Her şey 1993 yılında başladı. Rus arkeologlardan oluşan bir grubun Rusya, Kazakistan , Moğolistan ve Çin'in sınırlarının birleştiği Güney Altay'daki Ukok Yaylasında bulunan Pazırık kurganlarda kazı çalışmalarını vücudu bozulmamış bir kadınla karşılaştılar.

Pazırık'ta MÖ 5-3 yüzyıllara tarihlendirilen soylu bir aileye ait olan Buz Bakiresi / Ukok Prensesi / Altay Prensesi adı verilen , tahmini 25 yaşında öldüğü düşünülen ve hayvan desenleriyle süslenmiş , iyi korunmuş bir mumya , arkeolog Natalia Polosmak tarafından 1993 yılında bulunmuştur. Ruslar ona Prenses Ukaka demiştir.

Donmuş toprak tarafından korunan mezar günümüze kadar gelebilmiştir.Defin işleminden sonra mezar odasının içerisi sularla dolmuş ardından da Altay'ın yüksek yaylalarındaki bu soğuk iklimde buz tuttuğundan dolayı mezarın tüm içeriğinin günümüze kadar korunduğu düşünülmektedir.
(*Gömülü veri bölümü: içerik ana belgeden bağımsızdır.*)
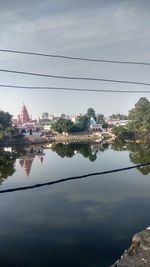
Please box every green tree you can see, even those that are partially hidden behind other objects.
[77,115,90,131]
[96,114,105,124]
[128,97,150,132]
[52,118,74,133]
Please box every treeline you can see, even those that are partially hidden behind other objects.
[52,108,108,133]
[112,97,150,140]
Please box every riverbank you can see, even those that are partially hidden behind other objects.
[0,132,112,147]
[111,227,150,267]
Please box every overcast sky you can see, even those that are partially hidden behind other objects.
[0,0,150,118]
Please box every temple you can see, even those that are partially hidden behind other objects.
[14,104,41,137]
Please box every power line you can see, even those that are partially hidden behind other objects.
[0,162,150,194]
[0,69,150,86]
[0,49,150,66]
[0,84,150,94]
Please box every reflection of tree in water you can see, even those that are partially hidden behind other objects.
[129,144,150,175]
[112,142,150,175]
[51,143,108,161]
[0,150,17,183]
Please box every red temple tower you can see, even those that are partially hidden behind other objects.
[20,105,30,124]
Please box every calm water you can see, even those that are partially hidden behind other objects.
[0,144,150,267]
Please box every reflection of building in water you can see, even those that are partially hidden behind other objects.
[19,158,34,176]
[19,147,45,176]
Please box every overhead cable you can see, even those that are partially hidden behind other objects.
[0,49,150,66]
[0,84,150,94]
[0,69,150,86]
[0,162,150,194]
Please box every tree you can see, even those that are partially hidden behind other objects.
[128,97,150,132]
[52,118,74,133]
[96,114,105,124]
[87,108,96,120]
[77,115,90,131]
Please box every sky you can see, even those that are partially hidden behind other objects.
[0,0,150,118]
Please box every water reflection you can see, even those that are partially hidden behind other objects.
[51,143,109,161]
[112,141,150,175]
[19,146,45,176]
[0,149,18,184]
[0,146,45,181]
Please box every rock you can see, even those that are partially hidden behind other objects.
[111,227,150,267]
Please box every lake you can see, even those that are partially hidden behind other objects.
[0,143,150,267]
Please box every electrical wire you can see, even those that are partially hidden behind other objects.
[0,162,150,194]
[0,69,150,86]
[0,84,150,93]
[0,49,150,66]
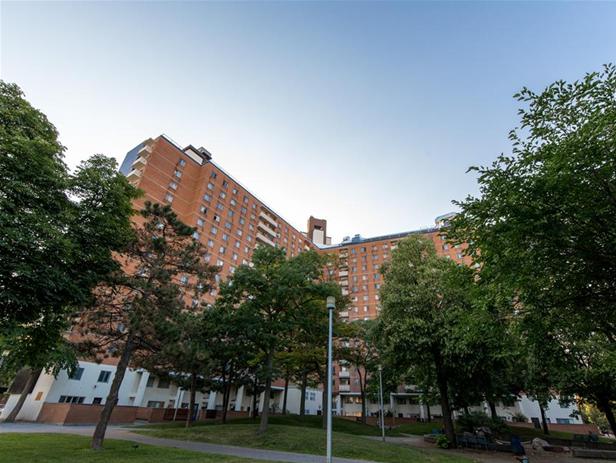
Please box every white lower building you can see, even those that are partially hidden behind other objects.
[0,361,322,423]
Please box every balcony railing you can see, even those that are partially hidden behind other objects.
[259,211,278,229]
[257,232,276,246]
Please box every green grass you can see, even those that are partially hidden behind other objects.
[136,422,471,463]
[0,433,270,463]
[509,426,616,446]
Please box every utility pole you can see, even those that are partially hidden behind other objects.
[326,296,336,463]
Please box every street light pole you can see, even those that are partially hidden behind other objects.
[379,365,385,442]
[326,296,336,463]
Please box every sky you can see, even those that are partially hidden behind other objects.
[0,1,616,242]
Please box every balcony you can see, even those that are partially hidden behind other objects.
[259,211,278,233]
[257,232,276,246]
[258,221,276,237]
[137,145,152,158]
[126,169,142,182]
[132,156,148,169]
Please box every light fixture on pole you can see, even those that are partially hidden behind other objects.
[379,365,385,442]
[326,296,336,463]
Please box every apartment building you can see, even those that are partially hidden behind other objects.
[120,135,315,301]
[0,135,580,423]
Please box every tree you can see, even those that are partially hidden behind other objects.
[220,246,335,433]
[380,236,472,445]
[134,310,214,427]
[0,81,137,421]
[337,320,378,423]
[448,65,616,432]
[79,202,216,449]
[203,301,258,423]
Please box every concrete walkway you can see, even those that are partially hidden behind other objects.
[0,423,375,463]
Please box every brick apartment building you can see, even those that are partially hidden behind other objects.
[0,135,581,423]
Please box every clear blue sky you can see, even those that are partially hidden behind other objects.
[0,1,616,241]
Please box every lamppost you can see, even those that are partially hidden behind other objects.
[326,296,336,463]
[379,365,385,442]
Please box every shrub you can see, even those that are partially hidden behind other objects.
[436,434,449,449]
[456,412,508,434]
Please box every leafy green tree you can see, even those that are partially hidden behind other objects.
[448,65,616,432]
[380,236,473,445]
[133,310,214,427]
[336,320,379,423]
[203,301,258,423]
[220,246,336,433]
[79,202,217,449]
[0,81,137,421]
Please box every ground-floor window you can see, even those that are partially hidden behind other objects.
[58,395,86,404]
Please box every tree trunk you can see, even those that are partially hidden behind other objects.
[299,371,308,416]
[258,351,274,434]
[222,381,231,423]
[4,368,35,423]
[435,355,456,448]
[357,368,367,424]
[186,372,197,427]
[252,373,259,418]
[539,403,550,435]
[597,399,616,436]
[90,337,133,450]
[488,400,498,420]
[282,370,289,415]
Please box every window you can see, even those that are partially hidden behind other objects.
[58,395,86,404]
[158,378,169,389]
[97,370,111,383]
[69,367,83,381]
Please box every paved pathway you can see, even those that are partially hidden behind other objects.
[0,423,375,463]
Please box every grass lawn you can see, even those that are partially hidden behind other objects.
[135,422,471,463]
[0,433,264,463]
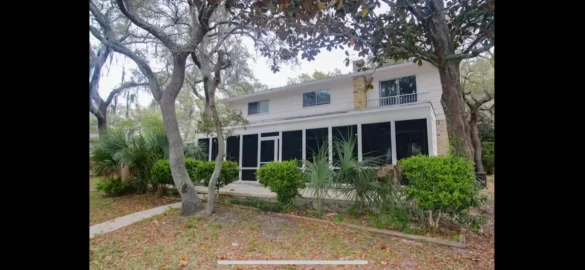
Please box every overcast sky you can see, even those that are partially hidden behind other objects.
[92,3,389,106]
[99,39,358,106]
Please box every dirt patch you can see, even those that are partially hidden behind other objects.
[210,208,295,241]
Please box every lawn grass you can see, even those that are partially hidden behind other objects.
[90,177,494,269]
[89,178,181,226]
[90,201,494,269]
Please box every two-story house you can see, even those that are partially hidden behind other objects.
[197,62,449,182]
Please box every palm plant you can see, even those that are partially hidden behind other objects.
[304,142,335,214]
[90,130,128,177]
[334,135,392,211]
[90,127,169,192]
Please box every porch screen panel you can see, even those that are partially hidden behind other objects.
[225,136,240,164]
[331,125,358,161]
[242,134,258,168]
[359,122,392,164]
[282,130,303,164]
[242,170,256,181]
[396,119,429,160]
[197,138,209,160]
[306,128,329,161]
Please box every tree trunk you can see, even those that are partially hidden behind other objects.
[95,115,108,137]
[207,100,225,215]
[160,100,201,216]
[469,111,485,174]
[439,61,474,160]
[426,0,473,160]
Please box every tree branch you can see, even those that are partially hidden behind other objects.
[445,43,494,61]
[89,22,162,101]
[104,82,148,106]
[89,102,103,118]
[185,78,205,101]
[116,0,177,51]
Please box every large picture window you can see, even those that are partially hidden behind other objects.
[248,100,268,115]
[380,76,417,106]
[303,89,331,107]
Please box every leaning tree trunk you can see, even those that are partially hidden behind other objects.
[469,111,485,174]
[426,0,473,160]
[96,116,108,137]
[160,95,201,216]
[439,61,474,160]
[207,100,225,215]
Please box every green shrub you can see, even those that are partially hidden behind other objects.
[96,177,134,196]
[256,160,306,206]
[481,142,496,175]
[150,158,202,185]
[333,135,393,213]
[199,160,240,191]
[399,155,479,228]
[230,197,287,213]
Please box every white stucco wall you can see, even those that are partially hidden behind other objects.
[368,63,445,120]
[226,63,445,123]
[228,77,353,122]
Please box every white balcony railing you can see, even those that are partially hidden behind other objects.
[368,93,424,108]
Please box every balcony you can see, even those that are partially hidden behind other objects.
[367,93,426,108]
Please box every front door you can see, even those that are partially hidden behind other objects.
[260,137,279,166]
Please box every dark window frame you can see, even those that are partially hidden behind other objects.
[378,75,418,106]
[302,89,331,108]
[248,99,270,115]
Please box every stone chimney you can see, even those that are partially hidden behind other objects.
[352,59,368,109]
[352,59,366,73]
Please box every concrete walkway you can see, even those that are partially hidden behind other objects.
[89,202,181,238]
[89,182,347,238]
[192,182,347,200]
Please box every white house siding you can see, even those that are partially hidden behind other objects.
[429,110,438,156]
[368,62,445,120]
[198,103,436,180]
[228,77,353,123]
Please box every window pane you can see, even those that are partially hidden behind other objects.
[317,90,331,105]
[303,92,316,107]
[248,102,258,114]
[398,76,416,95]
[380,80,398,97]
[258,100,268,113]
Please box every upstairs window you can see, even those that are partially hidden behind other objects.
[248,100,268,115]
[380,76,417,106]
[303,89,331,107]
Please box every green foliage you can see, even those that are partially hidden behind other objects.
[286,68,341,85]
[333,136,394,212]
[256,160,305,205]
[96,177,134,196]
[481,142,496,175]
[304,142,335,214]
[229,197,288,213]
[399,155,479,226]
[331,215,344,222]
[368,209,411,230]
[150,159,174,185]
[197,160,240,191]
[90,126,180,192]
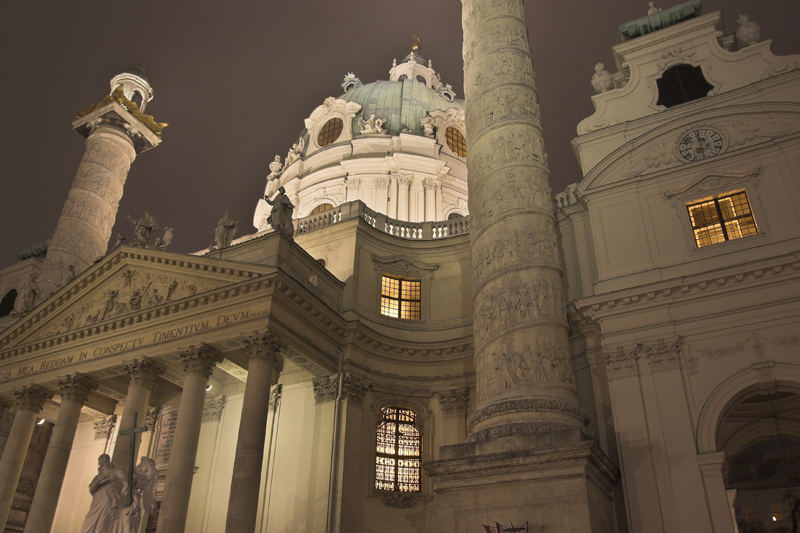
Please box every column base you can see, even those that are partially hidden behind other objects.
[425,436,619,533]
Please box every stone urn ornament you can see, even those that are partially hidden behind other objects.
[736,15,761,48]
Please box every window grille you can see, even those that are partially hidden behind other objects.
[686,191,758,248]
[381,276,422,320]
[375,407,422,492]
[317,118,344,146]
[444,126,467,157]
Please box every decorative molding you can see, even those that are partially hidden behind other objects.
[94,415,117,440]
[203,395,225,422]
[376,490,421,509]
[58,373,97,405]
[372,255,439,279]
[125,357,164,390]
[436,386,469,415]
[14,385,53,413]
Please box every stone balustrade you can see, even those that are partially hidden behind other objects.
[295,200,469,241]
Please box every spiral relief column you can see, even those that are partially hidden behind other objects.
[462,0,585,441]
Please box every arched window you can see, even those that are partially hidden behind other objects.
[0,289,17,317]
[309,203,333,215]
[444,126,467,157]
[656,64,714,107]
[375,407,422,492]
[317,118,344,146]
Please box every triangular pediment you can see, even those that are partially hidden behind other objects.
[579,102,800,193]
[0,247,269,350]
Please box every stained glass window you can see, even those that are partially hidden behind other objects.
[444,126,467,157]
[375,407,422,492]
[686,191,758,248]
[381,276,422,320]
[317,118,344,146]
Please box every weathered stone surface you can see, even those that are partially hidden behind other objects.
[462,0,586,441]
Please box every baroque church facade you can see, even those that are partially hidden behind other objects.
[0,0,800,533]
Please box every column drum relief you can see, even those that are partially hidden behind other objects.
[462,0,586,441]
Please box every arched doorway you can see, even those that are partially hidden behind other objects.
[717,387,800,533]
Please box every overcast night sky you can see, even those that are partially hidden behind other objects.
[0,0,800,267]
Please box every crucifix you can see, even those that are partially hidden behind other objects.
[119,411,147,506]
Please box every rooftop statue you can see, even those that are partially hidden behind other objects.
[736,15,761,48]
[358,113,386,133]
[592,63,616,94]
[264,187,294,239]
[81,453,128,533]
[128,209,158,248]
[267,155,283,180]
[214,209,239,250]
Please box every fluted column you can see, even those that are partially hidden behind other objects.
[25,374,97,533]
[397,174,411,220]
[0,385,52,530]
[111,357,164,472]
[225,331,283,533]
[157,344,222,533]
[462,0,585,441]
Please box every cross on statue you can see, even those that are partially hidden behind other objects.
[119,411,147,505]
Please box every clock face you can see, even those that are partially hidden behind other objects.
[678,128,723,161]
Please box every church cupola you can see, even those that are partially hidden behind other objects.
[109,66,153,112]
[389,35,442,90]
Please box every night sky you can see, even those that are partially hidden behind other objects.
[0,0,800,267]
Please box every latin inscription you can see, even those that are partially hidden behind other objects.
[0,310,267,383]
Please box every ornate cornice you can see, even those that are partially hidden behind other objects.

Altay Prensesi tahrip olmamış Pazırık Kurganlarında bulunan en ünlü mumyadır. Genç bir kadın olması itibariyle Pazırık ve Türk Kültürüne ait nadir örnekleri günümüze taşımıştır.

Mumyanın bulunmasıyla gerçekleşen en heyecan veren gelişme Buz Bakiresinin vücudunda modern anlamda dövmelere benzeyen vücut süslemeleri oldu. Prensesin sol omzunda akbaba gagasına ve oğlak boynuzlarına sahip bir geyikten oluşan mitolojik bir hayvan vardı.

Başparmağında ve kollarında hayvan motifleri bulunmaktaydı. Başparmağındaki dövme çiçeklerle biten boynuzlarıyla bir tür geyiği simgelemektedir. Buz bakiresi denilen bu mumyalanmış insan ve bunun gibi vücutlarında hayvan desenli dövmeler bulunan mumyalar bulunmuştur. Mumyalar bulunduğu yer sebebiyle Çin ve Rusya arasında sınır tartışmalarına da konu olmuştur.